Re: BUG: workqueue lockup - SRCU schedules work on not-online CPUs during size transition
From: Vasily Gorbik
Date: Wed Apr 29 2026 - 13:51:33 EST
On Tue, Apr 14, 2026 at 12:24:12PM -0700, Paul E. McKenney wrote:
> On Thu, Apr 09, 2026 at 09:03:26PM -0700, Paul E. McKenney wrote:
> Please see below for the full patch, including refraining from queueing
> workqueue handlers on not-yet-online CPUs and diverting SRCU callbacks
> from not-yet-fully-online CPUs to the boot CPU's callback queue.
...
> commit ce533a60b2ef29a9b516cc717e77c6b679bc09c0
> Author: Paul E. McKenney <paulmck@xxxxxxxxxx>
> Date: Thu Apr 9 11:16:02 2026 -0700
>
> srcu: Don't queue workqueue handlers to never-online CPUs
>
> While an srcu_struct structure is in the midst of switching from CPU-0
> to all-CPUs state, it can attempt to invoke callbacks for CPUs that
> have never been online. Worse yet, it can attempt in invoke callbacks
> for CPUs that never will be online due to not being present in the
> cpu_possible_mask. This can cause hangs on s390, which is not set up to
> deal with workqueue handlers being scheduled on such CPUs. This commit
> therefore causes Tree SRCU to refrain from queueing workqueue handlers
> on CPUs that have not yet (and might never) come online.
>
> Because callbacks are not invoked on CPUs that have not been
> online, it is an error to invoke call_srcu(), synchronize_srcu(), or
> synchronize_srcu_expedited() on a CPU that is not yet fully online.
> However, it turns out to be less code to redirect the callbacks
> from too-early invocations of call_srcu() than to warn about such
> invocations.
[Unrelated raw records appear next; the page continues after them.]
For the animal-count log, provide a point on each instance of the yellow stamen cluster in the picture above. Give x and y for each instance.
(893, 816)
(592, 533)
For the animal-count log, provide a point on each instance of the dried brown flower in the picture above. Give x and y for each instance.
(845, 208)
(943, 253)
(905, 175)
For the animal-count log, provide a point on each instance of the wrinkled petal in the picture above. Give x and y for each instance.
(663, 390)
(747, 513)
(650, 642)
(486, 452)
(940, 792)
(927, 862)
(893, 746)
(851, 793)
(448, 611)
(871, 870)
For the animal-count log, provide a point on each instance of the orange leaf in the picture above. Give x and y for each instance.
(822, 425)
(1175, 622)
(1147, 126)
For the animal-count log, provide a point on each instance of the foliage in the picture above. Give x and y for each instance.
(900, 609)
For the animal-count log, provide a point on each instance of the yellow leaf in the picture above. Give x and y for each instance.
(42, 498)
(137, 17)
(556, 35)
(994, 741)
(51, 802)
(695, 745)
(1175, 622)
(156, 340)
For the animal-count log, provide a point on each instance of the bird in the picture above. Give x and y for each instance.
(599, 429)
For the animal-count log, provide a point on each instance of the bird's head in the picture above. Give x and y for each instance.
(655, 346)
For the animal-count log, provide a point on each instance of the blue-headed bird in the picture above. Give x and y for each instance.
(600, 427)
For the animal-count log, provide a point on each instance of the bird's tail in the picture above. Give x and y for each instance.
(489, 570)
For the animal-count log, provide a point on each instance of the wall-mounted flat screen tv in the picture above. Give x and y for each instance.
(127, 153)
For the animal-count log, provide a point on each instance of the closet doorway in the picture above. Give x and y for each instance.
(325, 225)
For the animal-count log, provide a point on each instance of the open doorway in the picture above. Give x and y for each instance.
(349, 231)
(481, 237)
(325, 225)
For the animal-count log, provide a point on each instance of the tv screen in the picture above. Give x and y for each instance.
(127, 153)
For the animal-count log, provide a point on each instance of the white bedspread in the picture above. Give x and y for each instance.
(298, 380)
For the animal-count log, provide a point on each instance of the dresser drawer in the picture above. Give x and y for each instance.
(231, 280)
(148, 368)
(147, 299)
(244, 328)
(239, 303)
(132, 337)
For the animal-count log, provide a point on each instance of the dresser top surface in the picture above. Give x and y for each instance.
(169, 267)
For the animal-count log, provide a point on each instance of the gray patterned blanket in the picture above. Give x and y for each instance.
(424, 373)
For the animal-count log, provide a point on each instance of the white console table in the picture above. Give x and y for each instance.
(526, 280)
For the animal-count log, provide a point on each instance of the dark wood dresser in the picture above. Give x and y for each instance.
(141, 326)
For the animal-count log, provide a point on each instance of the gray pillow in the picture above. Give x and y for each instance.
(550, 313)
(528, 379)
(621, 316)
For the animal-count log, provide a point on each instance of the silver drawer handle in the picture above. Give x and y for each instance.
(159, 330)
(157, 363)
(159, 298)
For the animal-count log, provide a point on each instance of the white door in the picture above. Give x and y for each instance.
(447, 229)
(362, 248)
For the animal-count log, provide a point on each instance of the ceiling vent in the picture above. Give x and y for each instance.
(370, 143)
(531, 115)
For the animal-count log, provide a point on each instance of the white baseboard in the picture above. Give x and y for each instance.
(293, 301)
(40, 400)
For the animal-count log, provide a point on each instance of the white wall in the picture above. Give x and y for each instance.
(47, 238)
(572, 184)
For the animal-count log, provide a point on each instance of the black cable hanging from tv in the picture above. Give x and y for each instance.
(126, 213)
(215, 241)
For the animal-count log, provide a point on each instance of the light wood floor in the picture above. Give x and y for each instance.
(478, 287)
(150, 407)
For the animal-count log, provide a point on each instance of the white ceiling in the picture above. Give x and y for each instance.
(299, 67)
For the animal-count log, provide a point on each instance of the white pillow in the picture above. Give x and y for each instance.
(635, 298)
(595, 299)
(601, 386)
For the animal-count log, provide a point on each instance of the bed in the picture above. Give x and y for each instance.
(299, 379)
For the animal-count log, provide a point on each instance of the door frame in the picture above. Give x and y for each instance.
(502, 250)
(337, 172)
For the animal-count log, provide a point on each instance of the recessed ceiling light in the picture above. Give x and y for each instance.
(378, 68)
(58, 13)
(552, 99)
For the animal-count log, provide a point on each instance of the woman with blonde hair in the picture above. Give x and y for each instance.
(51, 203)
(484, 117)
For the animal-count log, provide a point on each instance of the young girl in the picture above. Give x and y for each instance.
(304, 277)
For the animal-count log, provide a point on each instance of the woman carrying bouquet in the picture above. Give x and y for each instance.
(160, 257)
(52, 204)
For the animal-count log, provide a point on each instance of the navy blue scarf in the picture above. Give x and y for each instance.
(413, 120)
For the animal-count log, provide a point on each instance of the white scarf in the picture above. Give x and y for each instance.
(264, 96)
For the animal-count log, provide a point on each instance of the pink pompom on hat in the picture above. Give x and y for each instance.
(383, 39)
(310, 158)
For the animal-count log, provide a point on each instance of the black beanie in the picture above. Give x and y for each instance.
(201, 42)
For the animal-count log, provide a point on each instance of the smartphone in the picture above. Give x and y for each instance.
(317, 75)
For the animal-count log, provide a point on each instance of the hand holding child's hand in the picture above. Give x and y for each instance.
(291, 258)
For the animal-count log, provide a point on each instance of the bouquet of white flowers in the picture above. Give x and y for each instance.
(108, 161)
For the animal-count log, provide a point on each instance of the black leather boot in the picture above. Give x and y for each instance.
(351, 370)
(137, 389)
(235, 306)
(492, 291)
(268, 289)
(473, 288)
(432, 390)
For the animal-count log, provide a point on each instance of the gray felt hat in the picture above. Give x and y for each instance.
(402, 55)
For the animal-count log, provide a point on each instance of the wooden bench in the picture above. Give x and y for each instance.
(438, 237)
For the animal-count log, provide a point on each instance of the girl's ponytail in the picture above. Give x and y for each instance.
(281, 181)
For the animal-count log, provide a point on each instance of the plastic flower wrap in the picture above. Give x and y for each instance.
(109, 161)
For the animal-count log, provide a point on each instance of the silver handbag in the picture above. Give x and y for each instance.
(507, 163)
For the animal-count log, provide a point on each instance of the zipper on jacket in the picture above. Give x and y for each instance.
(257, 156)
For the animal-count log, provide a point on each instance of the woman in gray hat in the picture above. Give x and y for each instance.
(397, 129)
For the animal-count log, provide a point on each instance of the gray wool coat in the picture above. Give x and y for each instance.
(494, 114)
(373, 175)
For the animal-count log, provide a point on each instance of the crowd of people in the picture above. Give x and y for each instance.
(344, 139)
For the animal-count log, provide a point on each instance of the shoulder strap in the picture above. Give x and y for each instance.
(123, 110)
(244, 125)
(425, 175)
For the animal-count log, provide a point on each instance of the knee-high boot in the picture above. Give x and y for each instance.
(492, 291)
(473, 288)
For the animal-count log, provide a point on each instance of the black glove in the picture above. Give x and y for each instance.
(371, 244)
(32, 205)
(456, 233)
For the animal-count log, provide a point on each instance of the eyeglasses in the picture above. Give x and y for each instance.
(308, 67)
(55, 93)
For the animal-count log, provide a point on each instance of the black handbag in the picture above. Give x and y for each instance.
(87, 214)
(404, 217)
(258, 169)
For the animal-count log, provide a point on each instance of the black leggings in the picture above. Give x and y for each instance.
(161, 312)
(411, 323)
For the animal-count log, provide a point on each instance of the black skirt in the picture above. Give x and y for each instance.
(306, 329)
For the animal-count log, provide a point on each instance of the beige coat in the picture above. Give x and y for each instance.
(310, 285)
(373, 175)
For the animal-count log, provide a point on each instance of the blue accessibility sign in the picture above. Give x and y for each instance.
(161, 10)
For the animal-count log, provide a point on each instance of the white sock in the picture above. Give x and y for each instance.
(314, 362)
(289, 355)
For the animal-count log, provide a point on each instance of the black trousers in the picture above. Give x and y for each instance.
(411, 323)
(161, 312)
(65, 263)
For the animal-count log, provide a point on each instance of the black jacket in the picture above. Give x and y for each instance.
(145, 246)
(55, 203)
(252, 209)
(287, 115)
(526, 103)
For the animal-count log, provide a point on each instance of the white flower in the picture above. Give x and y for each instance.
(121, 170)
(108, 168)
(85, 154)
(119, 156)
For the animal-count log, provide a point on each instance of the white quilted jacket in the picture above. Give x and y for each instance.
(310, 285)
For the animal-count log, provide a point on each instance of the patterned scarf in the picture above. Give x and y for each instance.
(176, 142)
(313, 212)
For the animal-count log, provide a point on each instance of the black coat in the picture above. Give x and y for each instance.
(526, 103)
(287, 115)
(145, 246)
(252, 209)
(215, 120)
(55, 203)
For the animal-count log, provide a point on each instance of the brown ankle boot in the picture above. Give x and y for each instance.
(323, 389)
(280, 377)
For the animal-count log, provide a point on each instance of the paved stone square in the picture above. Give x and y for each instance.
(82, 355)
This commit therefore also redirects callbacks queued on
> not-yet-fully-online CPUs to the boot CPU.
>
> Reported-by: Vasily Gorbik <gor@xxxxxxxxxxxxx>
> Signed-off-by: Paul E. McKenney <paulmck@xxxxxxxxxx>
> Tested-by: Vasily Gorbik <gor@xxxxxxxxxxxxx>
> Cc: Tejun Heo <tj@xxxxxxxxxx>
I retested it on s390 and on x86 KVM with --smp 16,maxcpus=255, all
looks good to me.
FWIW, again:
Tested-by: Vasily Gorbik <gor@xxxxxxxxxxxxx>
Would you mind adding Cc: stable so it gets picked up for v7.0?
61bbcfb50514 ("srcu: Push srcu_node allocation to GP when
non-preemptible") is what made it reproducible for us.
Thank you!